レッド・ティアーズが大通りに現れる一時間ほど前。D地区のとある高校の校庭は、すさまじい光景となっていた。


 今日この日、この場所で「国家認定国民断罪法」Case.41が極秘に施行されるはずだった。


 その情報は『委員会』によって厳重に管理され、マスコミはおろか一般市民にも一切知らされていなかった。


 だが施行予定の時間が迫り、裁人である有山瞳と、裁きを受ける加害者・飯塚仁が別々に校庭に入ってきた時だった。


 上空から突然現れたツインヒューイの姿に、その場は騒然となった。


「はっは~!レッド・ティアーズ参上!」


 操縦捍を握る男が興奮気味に笑いながら、機関銃を撃ちまくった。


 陣形を崩されて動揺する警備の兵士達を他所に、ツインヒューイは有山瞳と飯塚仁の目の前に降り立つ。

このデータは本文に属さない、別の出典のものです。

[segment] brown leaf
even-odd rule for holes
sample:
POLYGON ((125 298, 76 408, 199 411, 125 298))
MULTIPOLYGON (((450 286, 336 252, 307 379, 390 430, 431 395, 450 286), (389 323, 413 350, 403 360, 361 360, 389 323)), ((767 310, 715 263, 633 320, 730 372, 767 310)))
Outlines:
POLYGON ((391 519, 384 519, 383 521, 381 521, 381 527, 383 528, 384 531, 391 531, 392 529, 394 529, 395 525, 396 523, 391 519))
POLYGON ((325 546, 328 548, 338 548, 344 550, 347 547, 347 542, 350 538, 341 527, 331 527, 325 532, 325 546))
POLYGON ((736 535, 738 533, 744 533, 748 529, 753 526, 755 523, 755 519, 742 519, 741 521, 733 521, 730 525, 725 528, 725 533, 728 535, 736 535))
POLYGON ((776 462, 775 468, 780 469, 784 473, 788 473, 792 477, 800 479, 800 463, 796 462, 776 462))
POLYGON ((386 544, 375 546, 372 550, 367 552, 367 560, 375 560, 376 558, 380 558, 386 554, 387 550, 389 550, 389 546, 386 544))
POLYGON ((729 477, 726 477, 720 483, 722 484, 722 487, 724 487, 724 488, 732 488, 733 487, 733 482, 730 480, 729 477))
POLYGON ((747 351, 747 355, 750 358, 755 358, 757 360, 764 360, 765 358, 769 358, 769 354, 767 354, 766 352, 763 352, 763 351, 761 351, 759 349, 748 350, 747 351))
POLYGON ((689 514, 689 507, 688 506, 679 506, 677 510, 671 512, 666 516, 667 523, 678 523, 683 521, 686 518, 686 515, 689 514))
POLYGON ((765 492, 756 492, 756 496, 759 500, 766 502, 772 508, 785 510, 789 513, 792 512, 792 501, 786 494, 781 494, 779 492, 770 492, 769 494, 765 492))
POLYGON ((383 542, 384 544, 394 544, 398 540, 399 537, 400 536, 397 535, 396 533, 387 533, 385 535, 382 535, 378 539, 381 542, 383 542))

 ツインヒューイのドアがスライドして開け放たれた瞬間、飯塚が瞳の身体を抱え上げ、素早く乗り込む。兵士の一人がそれを見て叫んだ。


「刑場破りは国家反逆罪だぞ!分かってやってるのか!」

「うるせえんだよ!」


 パイロットの男が窓から身を乗り出す。その手にあるのはショットガンだった。彼は何の躊躇もなく、ショットガンの引き金を引いた…。